Heck, if you think it’s rampant in baseball, check out track and field – which clearly was ahead of its time when it came to speed and strength and jumping ability from a test tube.
It’s interesting to note that tonight – a day after Manny will be banished for a third of the season – A-Fraud is scheduled to return to the Yankees lineup amid reports that his own roid usage wasn’t restricted to the three years he claims.
And rest assured that Manny won't be the last hero whose reputation is shattered by this scandal. The formidable fall-from-grace lineup will be “enhanced’’ before we’re through. We’re at a point now where we no longer know what’s real and what’s fake.

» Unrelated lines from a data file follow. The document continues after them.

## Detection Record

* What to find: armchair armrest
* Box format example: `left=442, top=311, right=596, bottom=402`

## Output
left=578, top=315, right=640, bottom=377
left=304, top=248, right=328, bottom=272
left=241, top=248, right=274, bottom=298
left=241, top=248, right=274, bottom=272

Of course, baseball has no one to blame but itself. Commissioner Bud Lite Selig and his partner in crime, players’ association head Donald Fehr, both turned into ostriches back in the mid-1990s, allowing the roid era and too many baseballs to take flight.
I want to vomit when I hear people championing Selig for the Baseball Hall of Fame.
I propose, instead, that Bud Lite be a charter member of Baseball’s Hall of Shame.
Find a dilapidated barn on the outskirts of Cooperstown. There, you can hang plaques for Bud and Fehr and Bonds and all the other miscreants and frauds who made their pacts with the devil.
Again, my advice to Mr. Burns is: Don’t bother with a 10th inning. I’ll watch the previous nine segments instead.